Obituaries do not just mark the end of a life but reflect the state of the world that public figures leave. They are of interest, then, not just for what they explicitly say about the past but for what they implicitly say about the present.
With the death of Sir Roger Scruton on Sunday the Prime Minister paid tribute to “the greatest modern conservative thinker.” This view was shared by many commentators, with Michael Brendan Dougherty of National Review calling him “the most important conservative thinker of his generation.”
This is a fine tribute to Scruton, and well-deserved. But there is a mournfulness to the sentiment that transcends even the sadness of the great man’s passing, reflected in Douglas Murray’s justifiable observation that Scruton seemed “bigger than his age”. The question lurking behind these sentiments is: who is the next greatest British conservative thinker?
I am sure some names could be produced: Murray himself, Peter Hitchens, Theodore Dalrymple. All of these are fine men for whom I have great respect. All of them, however, are polemicists. There is no shame in that. I am one as well, and in a lower division. But if “intellectual” means anything then it means something else.
Niall Ferguson? I disagree with his more neoconservative politics but no one can deny his skill as a historian. John Gray? His primers for pessimists – like Enlightenment’s Wake and Black Mass – are required reading for anyone on the Right but I am not sure that he would have time for the label. No, the sad truth is that Scruton was in a class of his own. All of his rivals — Oakeshott, Quinton, Cowling and Butterfield — were dead and his loving peers were in his shadow.

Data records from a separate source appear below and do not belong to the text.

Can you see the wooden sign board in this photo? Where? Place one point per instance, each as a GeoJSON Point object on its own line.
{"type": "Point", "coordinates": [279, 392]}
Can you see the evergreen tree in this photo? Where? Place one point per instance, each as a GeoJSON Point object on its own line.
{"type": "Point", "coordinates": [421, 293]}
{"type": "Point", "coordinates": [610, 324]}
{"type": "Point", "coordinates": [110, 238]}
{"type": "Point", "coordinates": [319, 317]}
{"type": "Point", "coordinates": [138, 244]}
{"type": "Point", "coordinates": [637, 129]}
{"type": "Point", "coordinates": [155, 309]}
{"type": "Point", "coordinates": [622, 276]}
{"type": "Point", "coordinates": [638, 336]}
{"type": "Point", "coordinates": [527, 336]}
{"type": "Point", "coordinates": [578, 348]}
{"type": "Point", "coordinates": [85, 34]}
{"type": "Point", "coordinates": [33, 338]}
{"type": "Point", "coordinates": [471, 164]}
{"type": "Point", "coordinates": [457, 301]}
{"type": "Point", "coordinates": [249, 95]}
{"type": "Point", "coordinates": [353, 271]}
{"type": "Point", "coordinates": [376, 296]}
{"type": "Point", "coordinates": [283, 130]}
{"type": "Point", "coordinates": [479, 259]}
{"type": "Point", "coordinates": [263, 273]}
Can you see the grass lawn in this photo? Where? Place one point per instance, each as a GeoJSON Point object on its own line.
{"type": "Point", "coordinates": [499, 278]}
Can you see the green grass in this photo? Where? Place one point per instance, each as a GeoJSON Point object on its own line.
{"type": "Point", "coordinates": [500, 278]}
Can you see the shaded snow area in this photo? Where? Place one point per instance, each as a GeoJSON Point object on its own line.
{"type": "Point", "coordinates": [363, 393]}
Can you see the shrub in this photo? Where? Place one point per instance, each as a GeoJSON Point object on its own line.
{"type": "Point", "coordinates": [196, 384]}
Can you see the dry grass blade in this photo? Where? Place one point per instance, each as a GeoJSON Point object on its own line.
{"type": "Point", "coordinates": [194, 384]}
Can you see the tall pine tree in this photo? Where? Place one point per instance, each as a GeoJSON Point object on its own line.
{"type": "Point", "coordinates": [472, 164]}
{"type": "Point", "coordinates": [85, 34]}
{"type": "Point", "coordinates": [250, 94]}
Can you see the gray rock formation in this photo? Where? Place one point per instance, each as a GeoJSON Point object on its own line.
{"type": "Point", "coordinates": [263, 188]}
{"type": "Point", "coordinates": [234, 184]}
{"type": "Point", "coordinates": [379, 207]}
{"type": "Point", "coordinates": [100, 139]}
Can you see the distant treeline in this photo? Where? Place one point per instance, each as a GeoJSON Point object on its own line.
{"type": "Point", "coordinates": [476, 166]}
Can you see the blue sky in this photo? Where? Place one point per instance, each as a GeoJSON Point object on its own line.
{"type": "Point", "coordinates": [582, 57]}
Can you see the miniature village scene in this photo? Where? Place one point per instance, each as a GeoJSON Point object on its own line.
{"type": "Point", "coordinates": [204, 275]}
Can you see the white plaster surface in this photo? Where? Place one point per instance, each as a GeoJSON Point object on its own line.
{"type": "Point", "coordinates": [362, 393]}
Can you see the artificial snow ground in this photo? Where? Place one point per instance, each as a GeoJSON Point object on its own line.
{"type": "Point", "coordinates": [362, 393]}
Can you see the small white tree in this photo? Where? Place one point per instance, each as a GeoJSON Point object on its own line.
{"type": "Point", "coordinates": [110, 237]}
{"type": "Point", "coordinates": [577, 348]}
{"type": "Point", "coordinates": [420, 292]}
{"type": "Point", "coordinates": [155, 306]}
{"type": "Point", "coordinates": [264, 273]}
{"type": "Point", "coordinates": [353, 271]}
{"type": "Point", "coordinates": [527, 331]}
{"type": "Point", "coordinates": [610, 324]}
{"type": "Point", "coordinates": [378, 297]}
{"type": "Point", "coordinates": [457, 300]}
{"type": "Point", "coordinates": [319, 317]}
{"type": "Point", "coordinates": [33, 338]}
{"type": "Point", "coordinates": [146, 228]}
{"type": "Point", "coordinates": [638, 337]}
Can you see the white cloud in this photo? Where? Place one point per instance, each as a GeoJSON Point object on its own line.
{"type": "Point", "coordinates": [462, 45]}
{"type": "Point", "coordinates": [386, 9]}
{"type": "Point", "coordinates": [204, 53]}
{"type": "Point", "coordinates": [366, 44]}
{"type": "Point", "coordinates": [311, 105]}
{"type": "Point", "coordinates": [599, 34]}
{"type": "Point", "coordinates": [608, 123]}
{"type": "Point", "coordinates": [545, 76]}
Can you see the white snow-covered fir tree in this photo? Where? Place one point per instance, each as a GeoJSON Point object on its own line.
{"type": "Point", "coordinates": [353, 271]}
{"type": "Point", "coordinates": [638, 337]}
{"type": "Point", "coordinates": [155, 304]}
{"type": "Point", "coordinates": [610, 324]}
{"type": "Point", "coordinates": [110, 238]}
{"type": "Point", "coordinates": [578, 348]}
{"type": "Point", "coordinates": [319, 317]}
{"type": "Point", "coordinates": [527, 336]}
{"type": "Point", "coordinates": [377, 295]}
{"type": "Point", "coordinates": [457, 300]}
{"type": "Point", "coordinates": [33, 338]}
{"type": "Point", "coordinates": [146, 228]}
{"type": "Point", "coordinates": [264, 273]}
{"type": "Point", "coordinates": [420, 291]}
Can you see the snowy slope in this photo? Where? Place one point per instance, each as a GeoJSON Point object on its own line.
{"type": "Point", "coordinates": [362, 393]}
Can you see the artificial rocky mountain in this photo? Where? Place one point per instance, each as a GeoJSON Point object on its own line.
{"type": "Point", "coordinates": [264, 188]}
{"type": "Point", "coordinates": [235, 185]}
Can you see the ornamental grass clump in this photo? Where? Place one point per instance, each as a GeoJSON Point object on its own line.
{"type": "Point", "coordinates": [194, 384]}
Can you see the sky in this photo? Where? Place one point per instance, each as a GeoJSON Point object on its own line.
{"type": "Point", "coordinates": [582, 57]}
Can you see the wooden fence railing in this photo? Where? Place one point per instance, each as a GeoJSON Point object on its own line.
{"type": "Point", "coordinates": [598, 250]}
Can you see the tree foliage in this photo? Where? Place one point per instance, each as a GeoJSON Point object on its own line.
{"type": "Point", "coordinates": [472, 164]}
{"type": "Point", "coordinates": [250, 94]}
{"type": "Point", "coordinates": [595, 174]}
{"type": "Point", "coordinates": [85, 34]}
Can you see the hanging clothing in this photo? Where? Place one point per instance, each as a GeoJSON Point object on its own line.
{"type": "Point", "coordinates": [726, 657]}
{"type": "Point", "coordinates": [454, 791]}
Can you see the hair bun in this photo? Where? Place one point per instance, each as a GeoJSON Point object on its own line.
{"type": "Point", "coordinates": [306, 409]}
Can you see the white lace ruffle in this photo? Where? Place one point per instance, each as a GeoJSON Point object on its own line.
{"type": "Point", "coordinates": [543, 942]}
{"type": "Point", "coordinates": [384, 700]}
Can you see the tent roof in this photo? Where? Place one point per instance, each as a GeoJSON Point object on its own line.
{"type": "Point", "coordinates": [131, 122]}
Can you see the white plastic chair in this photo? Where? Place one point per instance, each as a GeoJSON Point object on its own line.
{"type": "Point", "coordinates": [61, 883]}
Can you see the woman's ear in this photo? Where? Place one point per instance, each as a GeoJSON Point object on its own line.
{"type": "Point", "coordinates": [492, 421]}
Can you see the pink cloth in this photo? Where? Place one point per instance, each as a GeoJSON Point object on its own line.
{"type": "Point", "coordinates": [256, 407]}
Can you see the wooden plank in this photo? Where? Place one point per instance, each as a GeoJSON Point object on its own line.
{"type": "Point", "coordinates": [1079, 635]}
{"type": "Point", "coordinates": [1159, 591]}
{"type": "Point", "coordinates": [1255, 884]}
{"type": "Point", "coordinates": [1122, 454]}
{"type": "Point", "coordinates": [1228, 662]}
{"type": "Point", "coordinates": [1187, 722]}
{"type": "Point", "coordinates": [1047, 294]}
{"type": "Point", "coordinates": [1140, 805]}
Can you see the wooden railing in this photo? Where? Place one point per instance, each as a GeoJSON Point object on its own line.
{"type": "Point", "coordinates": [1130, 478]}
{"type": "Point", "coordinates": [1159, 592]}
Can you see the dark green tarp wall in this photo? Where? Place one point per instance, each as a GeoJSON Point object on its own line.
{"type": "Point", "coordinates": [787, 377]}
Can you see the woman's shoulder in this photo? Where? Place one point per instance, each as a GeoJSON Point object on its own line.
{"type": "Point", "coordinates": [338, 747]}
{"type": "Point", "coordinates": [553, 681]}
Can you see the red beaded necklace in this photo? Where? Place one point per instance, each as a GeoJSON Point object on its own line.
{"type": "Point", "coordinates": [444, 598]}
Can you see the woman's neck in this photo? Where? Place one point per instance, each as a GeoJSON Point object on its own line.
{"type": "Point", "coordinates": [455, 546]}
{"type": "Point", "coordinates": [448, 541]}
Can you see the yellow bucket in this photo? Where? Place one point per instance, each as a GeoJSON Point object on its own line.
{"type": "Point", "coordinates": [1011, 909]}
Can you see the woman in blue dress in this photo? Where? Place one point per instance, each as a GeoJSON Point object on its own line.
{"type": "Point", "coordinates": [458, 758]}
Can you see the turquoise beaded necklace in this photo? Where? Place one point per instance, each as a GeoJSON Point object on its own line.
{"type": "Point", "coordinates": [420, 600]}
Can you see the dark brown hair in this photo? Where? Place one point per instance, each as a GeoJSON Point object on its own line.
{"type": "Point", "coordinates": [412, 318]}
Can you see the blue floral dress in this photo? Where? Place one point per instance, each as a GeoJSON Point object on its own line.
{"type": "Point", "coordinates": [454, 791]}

The Left has its intellectuals. We like to characterise leftists as emotional if not hysterical — and that is by no means always an injustice — but they also have a deep, if narrow, emphasis on learning that the Right does not share. Read the London Review of Books and you will find a depth of literary and historical erudition that cannot be found in Right-wing publications. You can argue that the likes of Perry Anderson and David Harvey are wrong but they combine scholarship with contemporary analysis on a level that few if any British conservatives could match.